In the tests conducted, scientists discovered that DEHP activates a hormonal pathway. This, in turn, starts a chain reaction inside cells that make it easier for fibroid tissue to grow, particularly in the uterine lining. The reaction that they observed involved some of the same cellular processes linked to an agent orange exposure during the Vietnam War, which is a toxin that caused reproductive abnormalities for those exposed to it, according to Bulun.

DEHP is actually the most commonly available phthalate, and this has been true for years. Manufacturers use these for food packaging and medical supplies even when there had been proof that connects this chemical to several health issues. DEHP can be gradually released from products into indoor environments. This means that homes, schools, day care centers, offices, and cars have these in the surrounding air. It has also been known to stay on surfaces and floors as it accumulates dust and air.

While avoiding exposure to phthalates isn’t always possible, there are some steps you can take for precaution as this can lower your risk. This was per the California Office of Environmental Health Hazard Assessment.

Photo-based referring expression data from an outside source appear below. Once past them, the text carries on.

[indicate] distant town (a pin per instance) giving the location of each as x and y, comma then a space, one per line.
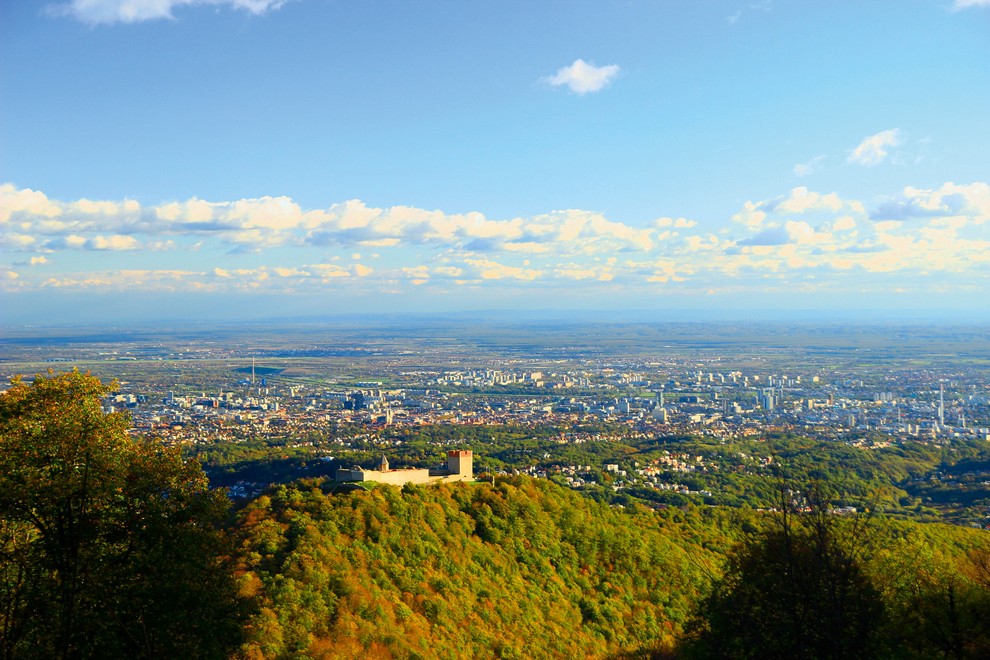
364, 394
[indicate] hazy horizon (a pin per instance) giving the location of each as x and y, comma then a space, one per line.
200, 160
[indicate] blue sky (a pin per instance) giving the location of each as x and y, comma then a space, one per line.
245, 158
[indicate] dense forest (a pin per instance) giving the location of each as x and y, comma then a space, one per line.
117, 547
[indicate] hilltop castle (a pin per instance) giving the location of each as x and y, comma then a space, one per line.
459, 468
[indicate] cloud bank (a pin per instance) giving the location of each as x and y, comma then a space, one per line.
874, 149
802, 240
582, 77
96, 12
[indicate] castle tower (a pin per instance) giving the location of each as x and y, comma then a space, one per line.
460, 462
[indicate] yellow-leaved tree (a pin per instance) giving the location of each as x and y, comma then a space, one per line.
109, 546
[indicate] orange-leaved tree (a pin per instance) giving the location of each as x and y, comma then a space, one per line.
109, 546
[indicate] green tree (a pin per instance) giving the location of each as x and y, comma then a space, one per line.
109, 547
796, 590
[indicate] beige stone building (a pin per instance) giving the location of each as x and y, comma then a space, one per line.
459, 468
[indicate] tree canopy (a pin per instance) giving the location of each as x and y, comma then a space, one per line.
109, 547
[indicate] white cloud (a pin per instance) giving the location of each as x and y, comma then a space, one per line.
789, 239
875, 148
966, 4
95, 12
582, 77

The following steps can be taken:

  • For elective medical procedures, they need to request devices and equipment free of DEHP. Included here are intravenous solution bags, tubing for dialysis, feeding tubes, oxygen masks, and surgical gloves.
  • Be sure to constantly wash your hands before you prepare food and before you eat.
  • Use a wet mop or vacuum cleaner that has a high-efficiency particulate air (HEPA) filter when you clean your homes.
  • Use a damp cloth when wiping surfaces.